The film sets out to reprise more or less exactly what it did twenty years before with little of the novelty, a touch more irony, and nary a decent speech to be heard. While in 1996 the wholesale destruction of world monuments was considered worthy of “oohs” and “aahs” aplenty, nowadays it barely merits a “meh”. World-threatening peril, by forces alien, natural, or of our own devising — or, in the case of X-Men: Apocalypse, mutants — are more or less the spectacle du jour. As Jeff Goldblum’s wryly startled David Levinson notes amid plummeting skyscrapers and, one would assume, the attendant loss of human life, “They always go for the landmarks.”
In all fairness, the dead do cast a large shadow over Independence Day: Resurgence; mostly in that the film’s younger generation (Liam Hemsworth’s cocky maverick, Jake; Jessie Usher’s too-earnest-to-be-quite-cool Dylan Hillier; Maika Monroe’s would-be Ripley, Patricia; ) can’t hold a candle to Will Smith’s cigar-chomping, alien-belting war hero from the first film.

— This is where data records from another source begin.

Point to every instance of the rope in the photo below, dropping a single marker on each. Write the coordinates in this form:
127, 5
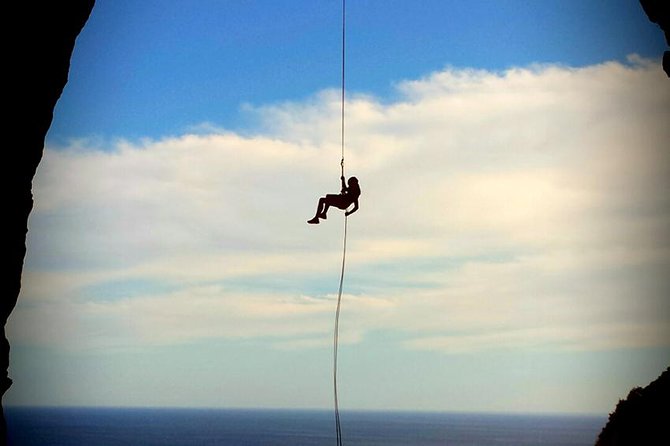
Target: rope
336, 334
338, 427
344, 22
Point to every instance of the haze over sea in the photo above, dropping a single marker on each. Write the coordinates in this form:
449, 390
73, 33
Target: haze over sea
185, 427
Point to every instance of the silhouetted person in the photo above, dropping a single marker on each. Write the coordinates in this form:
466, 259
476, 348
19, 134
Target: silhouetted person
348, 196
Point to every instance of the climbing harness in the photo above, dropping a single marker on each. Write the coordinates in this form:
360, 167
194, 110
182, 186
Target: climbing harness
336, 334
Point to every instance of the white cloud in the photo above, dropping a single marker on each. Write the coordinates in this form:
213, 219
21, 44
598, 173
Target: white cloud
521, 209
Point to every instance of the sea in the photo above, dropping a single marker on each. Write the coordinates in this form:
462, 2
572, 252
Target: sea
191, 427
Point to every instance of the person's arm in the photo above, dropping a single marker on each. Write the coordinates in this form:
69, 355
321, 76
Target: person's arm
354, 209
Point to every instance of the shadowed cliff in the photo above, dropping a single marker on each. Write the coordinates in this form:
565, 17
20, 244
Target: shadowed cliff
37, 59
642, 418
658, 12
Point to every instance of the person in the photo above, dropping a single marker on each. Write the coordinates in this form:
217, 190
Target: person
348, 196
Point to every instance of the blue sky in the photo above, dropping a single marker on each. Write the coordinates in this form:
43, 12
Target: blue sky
510, 253
156, 68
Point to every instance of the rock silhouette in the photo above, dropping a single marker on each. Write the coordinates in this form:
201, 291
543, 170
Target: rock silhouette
37, 55
642, 418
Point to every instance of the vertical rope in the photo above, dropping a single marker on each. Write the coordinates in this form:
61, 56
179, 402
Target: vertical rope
338, 426
344, 27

A lack of star power (or willingness to invest in it) doesn’t help counter the impression that this is primarily a cash grab.
There’s a utterly subsidiary Chinese pilot, played by model-actress-singer Angelababy, who — despite serving as a would-be love interest for Travis Tope’s cheerfully dweeby Charlie — feels like a calculated play for a wider audience. Brent Spiner runs around dementedly in his undies with a matted white mane of hair and Bill Pullman salvages sound dignity as the shellshocked former Prez. The alien mothership may be substantially bigger, there are katana-wielding African warlords and magic spheres, but even the film’s high-tech lunar base feels like a case of Ender’s Again? For all of the heroic sacrifices none of them mean very much.
This is Independence Day: Regurgitated*, a thin, warmed-over gruel that even the prospect of an intergalactic sequel can do little to infuse with any flavour.
3.5 out of 10
* Thanks to Amarpal Biring for that one.